July 12th 2015
Today I am back in Cardiff. I graduate from University tomorrow morning so tonight I’m sleeping on the sofa of the friends I have from Maths that still have another year left at University.
They have another year left because they all did placement years at Lloyds bank. And although I’m technically a year in front of them; I’ve graduated Uni, they have a year left. I feel so far behind them.
One guy, Jake, has already been offered a post-graduate job for after he graduates next year. £29,000 annual salary with up to £6,000 in “flex salary” whatever that means. I’ve been sat here with the four of them and they’re all talking about their post grad schemes, and salaries, and placements, and interviews, and they’re sorted. They’re all sorted for life. They’ve done their year in industry. They will do this last year of Uni and then go back to industry. And they’ll walk in to jobs. Easily.
And not because I don’t have the same prospects, or placements, or post grad schemes.
It’s because I don’t want them.
I don’t wanna be the guy in the suit commuting an hour to work at 7am every morning and not getting back until 12 hours later. Even if he’s earning 40, 50, 60 grand. Saying that, Jake’s talking about applying for investment banking and suddenly we’re not talking in thousands any more.
Even though I’m a year ahead, I’m so far behind. 12 months from now when it’s Jakes turn to graduate he’ll graduate in the knowledge that he has a £30k job waiting for him in September.
I’m saving my £6.50 an hour at Pizza Hut so I can go travelling around Europe for three of the next four months.
After that’s over then I’ll have to grow up. I’ll be 22, a graduate, having just seen the world (or at least one significant part of it) then I’ll have no excuses but to start living the rest of my life.

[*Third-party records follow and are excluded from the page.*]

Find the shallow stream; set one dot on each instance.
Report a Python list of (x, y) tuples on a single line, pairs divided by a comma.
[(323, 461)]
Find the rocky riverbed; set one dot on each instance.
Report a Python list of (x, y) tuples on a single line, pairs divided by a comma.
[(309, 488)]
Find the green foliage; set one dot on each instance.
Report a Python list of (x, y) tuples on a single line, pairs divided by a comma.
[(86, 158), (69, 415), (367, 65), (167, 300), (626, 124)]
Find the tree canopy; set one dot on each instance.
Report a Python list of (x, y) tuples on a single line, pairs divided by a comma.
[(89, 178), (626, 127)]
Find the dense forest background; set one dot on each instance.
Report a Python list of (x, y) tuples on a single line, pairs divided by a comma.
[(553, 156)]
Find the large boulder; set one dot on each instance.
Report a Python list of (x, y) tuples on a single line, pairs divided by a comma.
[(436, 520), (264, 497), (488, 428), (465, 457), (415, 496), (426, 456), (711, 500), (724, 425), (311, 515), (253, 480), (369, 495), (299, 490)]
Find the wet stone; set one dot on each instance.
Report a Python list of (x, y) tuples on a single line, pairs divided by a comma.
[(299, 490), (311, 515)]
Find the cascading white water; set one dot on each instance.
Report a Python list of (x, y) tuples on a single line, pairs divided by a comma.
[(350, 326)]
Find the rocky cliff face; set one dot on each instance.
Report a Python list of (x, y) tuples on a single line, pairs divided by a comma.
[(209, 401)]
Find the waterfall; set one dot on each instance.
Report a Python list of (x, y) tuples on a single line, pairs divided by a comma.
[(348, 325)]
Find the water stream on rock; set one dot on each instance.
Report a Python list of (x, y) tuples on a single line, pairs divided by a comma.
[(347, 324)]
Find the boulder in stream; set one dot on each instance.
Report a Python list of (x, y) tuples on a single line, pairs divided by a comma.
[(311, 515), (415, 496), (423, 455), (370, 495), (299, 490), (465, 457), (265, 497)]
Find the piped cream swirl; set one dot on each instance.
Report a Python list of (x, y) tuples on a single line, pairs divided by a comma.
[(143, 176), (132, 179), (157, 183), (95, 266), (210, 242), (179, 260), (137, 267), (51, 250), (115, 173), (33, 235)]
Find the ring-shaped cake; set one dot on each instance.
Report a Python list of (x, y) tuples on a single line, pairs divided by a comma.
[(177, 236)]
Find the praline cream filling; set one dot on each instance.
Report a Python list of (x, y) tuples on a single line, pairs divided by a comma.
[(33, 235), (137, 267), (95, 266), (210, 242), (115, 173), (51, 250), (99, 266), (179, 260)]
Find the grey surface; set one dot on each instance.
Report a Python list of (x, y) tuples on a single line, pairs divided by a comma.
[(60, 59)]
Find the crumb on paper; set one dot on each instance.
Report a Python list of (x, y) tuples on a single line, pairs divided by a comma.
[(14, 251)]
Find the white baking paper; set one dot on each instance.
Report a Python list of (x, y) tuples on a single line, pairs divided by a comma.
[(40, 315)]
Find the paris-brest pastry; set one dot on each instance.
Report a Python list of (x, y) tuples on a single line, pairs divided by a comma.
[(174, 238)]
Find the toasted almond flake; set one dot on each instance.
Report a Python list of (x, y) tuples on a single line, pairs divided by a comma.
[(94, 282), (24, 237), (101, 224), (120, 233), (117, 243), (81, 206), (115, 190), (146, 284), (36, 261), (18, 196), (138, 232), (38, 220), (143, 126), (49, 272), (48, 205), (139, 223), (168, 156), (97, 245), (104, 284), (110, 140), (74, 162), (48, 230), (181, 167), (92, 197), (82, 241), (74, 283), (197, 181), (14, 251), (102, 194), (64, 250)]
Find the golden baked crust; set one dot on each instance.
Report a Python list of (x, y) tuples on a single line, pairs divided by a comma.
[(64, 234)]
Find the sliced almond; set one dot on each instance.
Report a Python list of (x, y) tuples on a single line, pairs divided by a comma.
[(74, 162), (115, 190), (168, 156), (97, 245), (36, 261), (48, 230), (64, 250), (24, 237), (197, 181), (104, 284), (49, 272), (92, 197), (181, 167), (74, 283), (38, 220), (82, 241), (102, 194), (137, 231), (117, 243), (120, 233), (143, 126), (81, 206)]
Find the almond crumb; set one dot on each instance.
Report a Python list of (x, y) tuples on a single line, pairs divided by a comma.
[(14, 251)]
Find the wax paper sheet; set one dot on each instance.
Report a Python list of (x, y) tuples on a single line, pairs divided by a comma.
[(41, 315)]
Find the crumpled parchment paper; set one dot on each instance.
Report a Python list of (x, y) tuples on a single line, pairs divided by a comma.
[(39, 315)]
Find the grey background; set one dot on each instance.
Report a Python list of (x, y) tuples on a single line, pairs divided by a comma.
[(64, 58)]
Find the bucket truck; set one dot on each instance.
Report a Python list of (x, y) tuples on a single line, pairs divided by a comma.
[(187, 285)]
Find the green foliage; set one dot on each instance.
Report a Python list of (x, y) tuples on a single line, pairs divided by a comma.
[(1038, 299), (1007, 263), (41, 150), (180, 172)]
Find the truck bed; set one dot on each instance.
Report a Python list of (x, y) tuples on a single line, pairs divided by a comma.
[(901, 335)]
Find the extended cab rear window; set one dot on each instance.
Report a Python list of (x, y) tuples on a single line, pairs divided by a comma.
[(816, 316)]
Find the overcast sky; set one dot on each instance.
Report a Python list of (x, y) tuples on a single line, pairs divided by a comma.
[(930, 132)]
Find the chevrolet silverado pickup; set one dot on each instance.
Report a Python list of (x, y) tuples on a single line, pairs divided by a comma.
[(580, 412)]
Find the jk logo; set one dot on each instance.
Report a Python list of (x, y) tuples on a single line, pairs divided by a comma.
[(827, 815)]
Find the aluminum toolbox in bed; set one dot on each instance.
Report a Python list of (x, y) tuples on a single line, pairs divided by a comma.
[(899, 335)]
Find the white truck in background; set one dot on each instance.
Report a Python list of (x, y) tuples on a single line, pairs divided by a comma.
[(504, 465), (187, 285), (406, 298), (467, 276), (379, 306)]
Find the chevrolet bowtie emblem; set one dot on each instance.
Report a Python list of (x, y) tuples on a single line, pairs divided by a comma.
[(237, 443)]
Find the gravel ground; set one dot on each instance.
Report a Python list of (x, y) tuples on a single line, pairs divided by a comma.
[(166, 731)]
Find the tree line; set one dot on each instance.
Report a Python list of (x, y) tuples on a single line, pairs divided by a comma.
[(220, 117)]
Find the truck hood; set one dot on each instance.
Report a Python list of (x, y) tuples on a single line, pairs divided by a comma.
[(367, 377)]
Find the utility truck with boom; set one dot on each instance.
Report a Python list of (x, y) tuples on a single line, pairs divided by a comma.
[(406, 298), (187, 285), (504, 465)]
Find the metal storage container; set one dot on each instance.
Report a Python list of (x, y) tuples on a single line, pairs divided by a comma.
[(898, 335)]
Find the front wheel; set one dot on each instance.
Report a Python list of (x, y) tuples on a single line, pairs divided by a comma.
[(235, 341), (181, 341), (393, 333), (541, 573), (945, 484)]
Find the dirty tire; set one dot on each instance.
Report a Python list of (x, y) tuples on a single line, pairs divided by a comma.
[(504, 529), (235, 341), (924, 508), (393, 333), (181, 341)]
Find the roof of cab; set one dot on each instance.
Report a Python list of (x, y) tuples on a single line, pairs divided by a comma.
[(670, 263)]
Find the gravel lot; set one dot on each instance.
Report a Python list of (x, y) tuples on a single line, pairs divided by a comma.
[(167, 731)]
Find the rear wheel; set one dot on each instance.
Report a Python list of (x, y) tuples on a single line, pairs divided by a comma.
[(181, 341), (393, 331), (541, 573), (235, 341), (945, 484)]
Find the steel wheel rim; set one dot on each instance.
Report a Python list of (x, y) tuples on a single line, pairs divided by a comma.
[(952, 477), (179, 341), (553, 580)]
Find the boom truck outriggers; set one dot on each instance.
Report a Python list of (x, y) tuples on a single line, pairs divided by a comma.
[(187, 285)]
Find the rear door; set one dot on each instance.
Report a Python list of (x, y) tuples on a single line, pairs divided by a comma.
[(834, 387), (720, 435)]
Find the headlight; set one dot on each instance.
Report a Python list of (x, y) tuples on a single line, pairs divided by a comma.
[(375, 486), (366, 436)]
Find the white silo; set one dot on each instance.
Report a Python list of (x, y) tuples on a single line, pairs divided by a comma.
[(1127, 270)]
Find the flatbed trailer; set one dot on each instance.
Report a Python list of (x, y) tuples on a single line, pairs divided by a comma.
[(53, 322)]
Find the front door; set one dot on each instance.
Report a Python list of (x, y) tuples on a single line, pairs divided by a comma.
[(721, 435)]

The depressing thing is that I’m not going to be living the life I want for a while. I’ve made no secret, on here at least, that I want to write for a living. Except, what does that really mean? I’m not going to get home from travelling and suddenly get a job in writing. That’s not even a thing. I’m going to have to get a job that can afford me the luxury of being able to write on the side. And when will I be in the financial position where I can give up a job so that I can try to make writing a career? 25? 26? 30?
Suddenly I’m ten years older and I’m still in ‘the job’ because I’m scared and I’m lazy and I’ve never got anything published because when I get home from my 7am-7pm job all I want to do is take off my suit and watch an episode of Suits.
And now I’m that guy that I didn’t want to become. I’m the guy I told myself I’d never be. And I’m stuck. I’m stuck in that job, in that office and I can’t leave because I can’t afford to. And yes I’m on a decent wage with decent prospects but I’m not happy because I’m not doing what I want to do. And why aren’t I? Because I just expected a job in writing to fall from the ceiling and I’d pick it up and boom, book deal, film rights sold, and I’m living the dream.
Until tomorrow, I hope a dream isn’t all it will be.